Plus de 140 000 ont été pris au piège dans des camps surpeuplés depuis que des extrémistes que l’on appelle encore « bouddhistes » ont commencé à les chasser de leurs maisons, il y a deux ans, tuant au passage 280 personnes. Les autres se sont retrouvés bloqués dans des villages isolés, et subissent une discrimination systématique, avec des restrictions sur leurs déplacements et l’accès limité à la nourriture, l’eau potable, l’éducation et les soins de santé et tout cela avec le silence du gouvernement birman mais aussi de la communauté internationale.

Même avant ces violences, l’Office humanitaire de la Communauté européenne a signalé que des parties du deuxième état le plus pauvre du pays avaient des taux de malnutrition aiguë frappant 23% de la population, nous étions déjà bien au-delà du seuil d’urgence de 15% qui est fixé par l’Organisation mondiale de la Santé.

La saison des pluies bat son plein en ce moment et s’abat sur les tentes en plastique ainsi que sur les cabanes de bambou situées à l’intérieur des camps Rohingya. La situation est devenue encore plus misérable et dangereuse pour les enfants comme Dosmeda.

Les petits garçons et petites filles courent pieds et corps nus sur des voies étroites et boueuses, jouant dans des piscines d’eaux usées, les exposants ainsi à des maladies d’origine hydrique qui sont potentiellement mortelles. Certains ont les cheveux noirs avec des tâches de teinte rouge ou blond, un signe révélateur de carences nutritionnelles souvent vu dans des endroits qui connaissent la famine.

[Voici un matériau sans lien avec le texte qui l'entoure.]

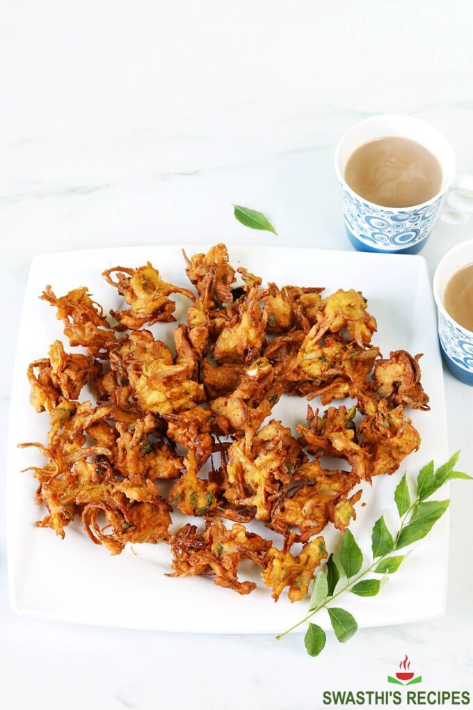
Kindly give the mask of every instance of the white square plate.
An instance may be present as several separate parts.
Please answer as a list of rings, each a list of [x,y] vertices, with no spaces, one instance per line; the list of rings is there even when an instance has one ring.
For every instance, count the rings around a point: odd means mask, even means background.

Après une visite de 10 jours dans la région le mois dernier, Yanghee Lee, le Rapporteur spécial des Nations Unies sur les droits de l’homme en Birmanie, a résumé ce qu’elle a vu :

« La situation est déplorable » déclare-t-elle.


Myanmar, un pays à prédominance bouddhiste, n’a émergé que récemment d’un demi-siècle de régime militaire répressif et d’un isolement auto-imposé. Malgré les expressions occasionnelles de préoccupation, mais qui reste très insuffisante, les Etats-Unis, la Grande-Bretagne et ainsi que d’autres au sien de la communauté internationale ont largement condamné les conditions des Rohingyas qui se sont et continue de se détériorer, sans cependant faire en sorte que cela s’arrête, faisant penser que ce peuple n’a pas d’intérêt.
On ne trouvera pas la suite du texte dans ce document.